Lucas Rey

Personal information
- Born: 11 October 1982 (age 43) Buenos Aires, Argentina
- Height: 1.77 m (5 ft 10 in)
- Weight: 74 kg (163 lb)

Sport
- Country: Argentina
- Sport: Field hockey

Medal record
Olympic Games
| Gold medal – first place | 2016 Rio de Janeiro | Team |
World Cup
| Bronze medal – third place | 2014 The Hague |  |
Champions Challenge
| Gold medal – first place | 2005 Alexandria |  |
| Gold medal – first place | 2007 Boom |  |
Pan American Games
| Gold medal – first place | 2011 Guadalajara | Team |
| Silver medal – second place | 2007 Rio de Janeiro | Team |

= Lucas Rey =

Argentine field hockey player (born 1982)
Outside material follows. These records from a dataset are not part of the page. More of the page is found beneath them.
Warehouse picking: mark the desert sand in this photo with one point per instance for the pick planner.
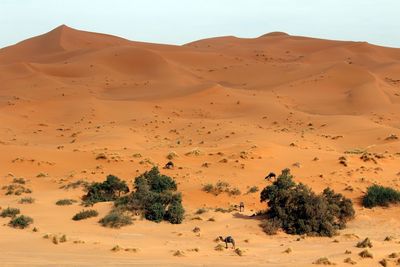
(244, 106)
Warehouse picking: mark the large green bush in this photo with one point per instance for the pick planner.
(298, 210)
(109, 190)
(380, 196)
(155, 196)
Lucas Rey (born 11 October 1982) is an Argentine field hockey midfielder, who plays club hockey in his native country for San Fernando. He is a member of the Men's National Team since 2002, and finished in 11th position at the 2004 Summer Olympics in Athens. Rey was also on the side ended up fifth at the 2003 Champions Trophy in Amstelveen, and won the 2005 Champions Challenge tournament in Alexandria, Egypt. Lucas has also won the bronze medal at the 2014 Men's Hockey World Cup, two medals at the Pan American Games and two Champions Challenge. He now works as a physical education teacher at Cardenal Pironio's school, in Nordelta, Buenos Aires.